AUSTIN, Texas — Public media professionals who work in social media took to the stage at a South by Southwest session Friday to give real-world examples of engaging with audiences while relying on small staffs and little funding.
“What is a problem sometimes is finding the resources to do more on social then the bare minimum,” said Tory Starr, social media producer for PRI’s The World. “We’re working on a shoestring budget.”
Starr led the discussion about how public TV and radio can more effectively reach audiences. Joining her were Olivia Wong, senior account executive at WGBH National Marketing; Molly Jacobs, senior producer for digital content and strategy with American Experience; and Hannah Auerbach, account executive in national marketing with PBS’s Antiques Roadshow.

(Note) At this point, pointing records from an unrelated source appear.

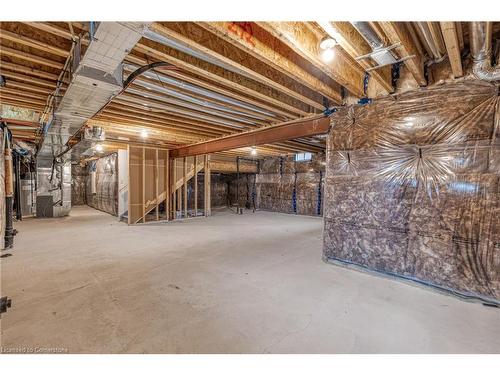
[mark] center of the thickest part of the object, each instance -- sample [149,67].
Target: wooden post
[195,186]
[128,186]
[167,186]
[143,184]
[174,179]
[207,201]
[156,186]
[185,187]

The panelists advised attendees to do as much as possible to get a realistic view of their audience members and how to give them content that meets their needs and encourages engagement.
“The goal for us is to be our audience,” Jacobs said. “Not just know our audience, but be our audience.”
Sometimes viewers want content that show producers might not expect, Auerbach said, such as video of an Antiques Roadshow shoot being set up.
“People are interested in what you are doing,” she said. “We were surprised at how many people wanted to see us put up our set, which doesn’t sound that exciting. But it is, apparently.”
The panelists also warned social media staffers to think about their audiences before jumping onto news that’s breaking on Twitter and other platforms.
“It’s easy to do if something is trending — to jump on it,” American Experience’s Jacobs said. “But it is an easy trap to fall into. We’re not a news organization. So what can we bring that is new and unique?”
Antique Roadshow’s Auerbach stressed the importance of considering who social media producers are trying to reach when playing off of a trending story.
“It’s a thin line you have when something feels authentic to your audience,” she said. “But it’s also authentic to the outside audience that’s having the conversation that you’re trying to grab.”
When wading into social media, Jacobs said, it’s best to take chances and experiment to see what works.
“Just try it and don’t be afraid to fail,” she said. “If it doesn’t work, it doesn’t work.”
When promoting shows like Downton Abbey, Wong said, Masterpiece runs into challenges, such as trying to keep audiences engaged during the long gap between the show’s overseas and U.S. broadcasts. The U.K. broadcasts create buzz, “which is a positive thing for us,” Wong said. “But at the same time we’re trying to keep something unique and special for the fans in the U.S. so it doesn’t seem stale.”
Masterpiece works on getting content that is unique for American audiences, such as specials and interviews. The series also capitalizes on awards season when shows like Downton are in the running.
But “we don’t tweet spoilers — ever,” Wong said.